None of this would exactly resemble Putin’s oligarchy, which largely consists of old chums from the KGB and his childhood friends from St. Petersburg. Russia is an aristocracy of apparatchiks, whose primary goal is to protect ill-gotten wealth amassed during the country’s chaotic transition from communism, a mission that has required brutality and suppression.

But Trump’s and Putin’s oligarchs share one important similarity. The Big Tech billionaires attracted to Trump would hope to protect their monopolies by providing essential services that make them indispensable to the government and the nation. This indispensability will also—so the theory goes—insulate them from antitrust enforcement. It’s far harder to make the case for breaking up a monopoly when that monopoly supplies the Pentagon with communications technologies and runs cloud-computing services for intelligence agencies.

[Read: Jeff Bezos is blaming the victim]

But there’s a distinct twist to the aims of the Big Tech oligarchs: They don’t simply want to insulate themselves from regulators and courts. Ultimately, they want to exploit their relationship with the government in order to supplant it. They want to be the ones who gain control of programs and systems that were once the purview of the state. Their alliance with Trump is, at bottom, a power grab.

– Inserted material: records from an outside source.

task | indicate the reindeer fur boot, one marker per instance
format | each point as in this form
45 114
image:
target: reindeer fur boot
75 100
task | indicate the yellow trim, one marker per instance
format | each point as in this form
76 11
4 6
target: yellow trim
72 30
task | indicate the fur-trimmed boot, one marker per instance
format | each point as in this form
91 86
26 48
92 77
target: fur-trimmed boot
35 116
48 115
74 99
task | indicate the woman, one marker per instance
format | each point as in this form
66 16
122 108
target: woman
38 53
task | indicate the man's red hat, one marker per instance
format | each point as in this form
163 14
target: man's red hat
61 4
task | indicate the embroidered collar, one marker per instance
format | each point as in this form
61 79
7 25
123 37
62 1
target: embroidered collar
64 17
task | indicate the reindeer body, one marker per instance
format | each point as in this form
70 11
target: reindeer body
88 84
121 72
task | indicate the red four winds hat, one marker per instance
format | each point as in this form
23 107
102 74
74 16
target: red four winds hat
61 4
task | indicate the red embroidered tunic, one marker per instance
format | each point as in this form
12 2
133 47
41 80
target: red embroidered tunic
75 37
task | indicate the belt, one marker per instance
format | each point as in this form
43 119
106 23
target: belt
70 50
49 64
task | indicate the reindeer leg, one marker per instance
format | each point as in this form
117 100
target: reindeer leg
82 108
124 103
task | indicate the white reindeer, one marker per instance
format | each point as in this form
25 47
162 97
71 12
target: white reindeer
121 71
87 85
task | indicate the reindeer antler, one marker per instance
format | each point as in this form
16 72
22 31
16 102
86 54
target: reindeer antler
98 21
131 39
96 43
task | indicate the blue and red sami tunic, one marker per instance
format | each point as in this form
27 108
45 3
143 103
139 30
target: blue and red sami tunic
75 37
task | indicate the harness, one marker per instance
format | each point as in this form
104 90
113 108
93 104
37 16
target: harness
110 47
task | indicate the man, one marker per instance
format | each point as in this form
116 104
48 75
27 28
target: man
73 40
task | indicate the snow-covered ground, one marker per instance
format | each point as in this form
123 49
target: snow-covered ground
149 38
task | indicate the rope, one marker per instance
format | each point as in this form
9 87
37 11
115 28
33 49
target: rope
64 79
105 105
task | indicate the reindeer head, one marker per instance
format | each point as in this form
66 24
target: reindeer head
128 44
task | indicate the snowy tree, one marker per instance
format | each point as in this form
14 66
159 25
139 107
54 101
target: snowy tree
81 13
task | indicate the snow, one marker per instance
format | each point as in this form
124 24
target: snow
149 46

Take space exploration. Musk and Bezos don’t just want the government to subsidize their rockets and supply the funds that will further grow their aerospace firms. They want to become the architects of human life in the heavens, to design celestial colonies, to shape the future of space. Then there are the tech billionaires promoting cryptocurrency. They don’t simply want to remove regulatory restraints on the industry. In their vision, their companies will replace the U.S. Treasury. And some of these businesses hope to fend off the regulation of artificial intelligence, so that they can exert more invisible control over the flow of information and commerce.

The central activity of an oligarchical system is the mutual scratching of backs. The head of state helps spread the lucre, but also collects a fee for his services. In Russia and Ukraine, presidents received actual monetary fees in the form of kickbacks. Oligarchs laundered money on their behalf, shifting cash into offshore accounts and buying them ornate villas. In essence, oligarchs serve as errand boys. If they own media, then they use their outlets to subtly make the case for their patron; they hire editors more inclined to spout the party line and to steer coverage in a preferred direction.

It’s hard to imagine transplanting Russian oligarchy to these shores, given the American rule of law and the higher standards of American capitalism. But it’s possible to glimpse how the CEOs have begun to play the game—the way Musk has used X to relentlessly extol Trump, or how Bezos canceled The Washington Post’s endorsement of Harris and hired an alumnus of Rupert Murdoch’s empire to serve as publisher.

Every oligarchical system writes its own informal rules, arriving at its own set of furtive understandings. In contrast to Putin, Trump is aligning with genuinely creative entrepreneurs. Yet that doesn’t make the American model better—just uniquely dangerous. Trump’s transactionalism will be tethered to people driven by greed, but also by messianic fervor, and the result will be like nothing you’ve ever seen.